Phase equilibria and thermodynamic modelling of the PbO–ZnO-“CuO0.5”-SiO2 system

Abstract

The phase equilibria of the PbO–ZnO-“CuO0.5“- SiO2 system were studied as part of the investigation of the 19-component PbO–ZnO–Cu2O–FeO–Fe2O3–CaO–SiO2–Al2O3–MgO–S-(As, Sn, Sb, Bi, Ag, Au, Ni, Cr, Co as minor elements) slag/matte/metal/speiss/gas system in support of the development and optimization of pyrometallurgical processes.

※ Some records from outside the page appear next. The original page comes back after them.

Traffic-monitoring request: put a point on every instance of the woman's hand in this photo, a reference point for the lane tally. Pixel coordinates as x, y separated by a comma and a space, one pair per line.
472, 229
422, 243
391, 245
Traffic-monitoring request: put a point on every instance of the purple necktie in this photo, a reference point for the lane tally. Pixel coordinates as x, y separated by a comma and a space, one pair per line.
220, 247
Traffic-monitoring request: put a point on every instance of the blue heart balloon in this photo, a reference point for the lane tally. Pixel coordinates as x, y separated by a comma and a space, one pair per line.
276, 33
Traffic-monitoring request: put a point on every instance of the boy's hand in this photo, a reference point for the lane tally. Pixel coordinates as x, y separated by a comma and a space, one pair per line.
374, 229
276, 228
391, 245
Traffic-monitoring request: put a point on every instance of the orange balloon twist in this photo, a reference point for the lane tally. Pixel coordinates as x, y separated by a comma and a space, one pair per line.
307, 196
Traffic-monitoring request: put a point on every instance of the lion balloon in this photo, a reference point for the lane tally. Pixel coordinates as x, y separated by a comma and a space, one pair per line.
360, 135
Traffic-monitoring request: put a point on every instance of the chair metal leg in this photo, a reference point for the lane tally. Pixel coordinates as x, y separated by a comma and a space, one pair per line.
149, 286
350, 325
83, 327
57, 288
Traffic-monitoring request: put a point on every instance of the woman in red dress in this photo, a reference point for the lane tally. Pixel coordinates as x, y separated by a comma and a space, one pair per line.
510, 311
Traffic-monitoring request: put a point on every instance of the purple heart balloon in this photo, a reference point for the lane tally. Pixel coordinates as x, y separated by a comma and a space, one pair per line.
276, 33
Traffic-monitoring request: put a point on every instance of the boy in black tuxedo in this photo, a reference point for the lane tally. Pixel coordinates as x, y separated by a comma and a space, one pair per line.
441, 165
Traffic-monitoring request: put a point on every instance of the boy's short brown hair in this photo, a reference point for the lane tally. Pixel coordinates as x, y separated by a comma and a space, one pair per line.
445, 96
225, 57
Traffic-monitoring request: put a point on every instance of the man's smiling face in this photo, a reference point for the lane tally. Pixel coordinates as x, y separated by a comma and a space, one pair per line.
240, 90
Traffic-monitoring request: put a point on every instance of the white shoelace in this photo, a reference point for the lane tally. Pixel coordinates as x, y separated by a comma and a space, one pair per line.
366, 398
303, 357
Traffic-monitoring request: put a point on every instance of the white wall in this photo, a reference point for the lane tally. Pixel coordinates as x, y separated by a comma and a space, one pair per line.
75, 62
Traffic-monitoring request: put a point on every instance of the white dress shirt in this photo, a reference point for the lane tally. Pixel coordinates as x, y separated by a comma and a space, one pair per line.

In the experimental study, samples were equilibrated at high temperatures, then quenched, and the lead, zinc, copper and silicon concentration in the phases were directly measured by electron probe X-ray microanalysis (EPMA). The cristobalite (SiO2) primary phase field of the PbO–SiO2 system was experimentally studied between 1575 and 1717 °C. The massicot (PbO), zincite ((Zn,Cu)O), cuprite (Cu2O), copper plumbite (Cu2PbO2) and Pb2SiO4 primary phase fields of the PbO-“CuO0.5”-SiO2, PbO–ZnO-“CuO0.5” and PbO–ZnO–SiO2 systems were studied between 664 and 1100 °C. The cuprite (Cu2O), willemite ((Zn,Cu)2SiO4), larsenite (PbZnSiO4) and melilite (Pb2ZnSi2O4) secondary phase fields of the PbO–ZnO-“CuO0.5”-SiO2 system in equilibrium with metal and tridymite/quartz (SiO2) or zincite ((Zn,Cu)O) were studied between 745 and 1100 °C. The zincite ((Zn,Cu)O), tenorite ((Cu,Zn)O) and willemite ((Zn,Cu)2SiO4) solid solutions in equilibrium with air or pure O2 at 1 atm were studied between 900 and 1100 °C. Using the FactSage thermodynamic calculation software, a self-consistent set of parameters based on the Modified Quasichemical Model (MQM) were developed to describe the newly obtained and existing experimental data.